Chef Julien Royer of the 3 Michelin starred Odette opens Claudine (39C Harding Road, tel : +65 6265 2966) and the world (maybe just this tiny part of the world) gravitates. What began as the journey for reservation started sometime middle of last November ended today. The wait was finally over.
This spot is at the restored Ebenezer Chapel - or where many locals would remember as the church where White Rabbit used to be. Somewhere across the road from Atout.
It's a pretty place. You know - stained glass windows, dried flowers along the walls, nice tilings and all through abundant natural light. Lots of people taking photos like tourists.
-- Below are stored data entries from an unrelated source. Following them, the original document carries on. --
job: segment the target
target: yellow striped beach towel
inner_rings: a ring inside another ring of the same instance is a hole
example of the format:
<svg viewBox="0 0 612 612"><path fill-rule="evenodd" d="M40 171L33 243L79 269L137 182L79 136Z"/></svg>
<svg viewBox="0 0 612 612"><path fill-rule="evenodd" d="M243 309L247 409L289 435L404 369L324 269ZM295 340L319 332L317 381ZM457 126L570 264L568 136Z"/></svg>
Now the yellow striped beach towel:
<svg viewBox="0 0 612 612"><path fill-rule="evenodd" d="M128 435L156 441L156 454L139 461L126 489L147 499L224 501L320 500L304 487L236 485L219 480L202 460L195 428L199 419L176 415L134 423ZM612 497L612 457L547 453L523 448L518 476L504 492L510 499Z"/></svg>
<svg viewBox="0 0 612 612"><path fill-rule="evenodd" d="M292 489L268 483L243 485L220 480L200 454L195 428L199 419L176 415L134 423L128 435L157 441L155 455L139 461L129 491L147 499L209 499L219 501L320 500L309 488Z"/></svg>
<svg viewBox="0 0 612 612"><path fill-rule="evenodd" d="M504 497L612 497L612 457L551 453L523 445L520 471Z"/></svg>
They serve pretty good sourdough. The warm bread exuded a mild tanginess to the nose coupled with a light grainy smokiness along the crust. Crusty and tender in each slice. Reminded me of the bread at Belon. What further impressed was their Ibérico butter on the side - whipped into airiness, also lightly smoky, gently salted and very savoury. No one would be blamed for asking for seconds.
Got a couple of plates from their Prelude. Like this croquette of Saint Nectaire cheese with a dollop of vin jaune gel. Summary of the flavours could be a pungent creaminess from the cheese pairing with the fruity sweetness from the yellow wine in the gel.
That's their nougat de foie gras - a foie gras terrine studded with nuts and dried fruits. Though the menu mentioned just almond, cranberry and apricot, there was also pistachio and what I thought might be peanuts as well. Salt and pepper provided a finish which fused with the savoury sweetness of the creamy liver terrine.
Believe it or not, that nougat de foie gras was even more enjoyable generously slathered across some of their airy buttery brioche.
What have we here? Salade et frites.
Steak tartare à la Parisienne is done à la minute - completed table-side with Argentinian grass fed beef.
Not bad. No waxing lyrical here.
The dish I was looking forward to most in this visit was their vol-au-vent. Reason being that the fillings included morel, sweetbread and cockscomb. There's chicken quenelle in it as well. All held together in the buttery pastry with their superb morel cream sauce. Costed a pretty penny but it was so good. I wished there was more sweetbread.
Dessert was a baked Alaska.
Claudine's had chestnut, pear and ginger; flavoured with Poire Williams. Tasted okay. We ordered it because we were intrigued by the combination of ingredients.
Coffee's decent but not so strong. Was looking forward to something with a bit more kick after the rich meal.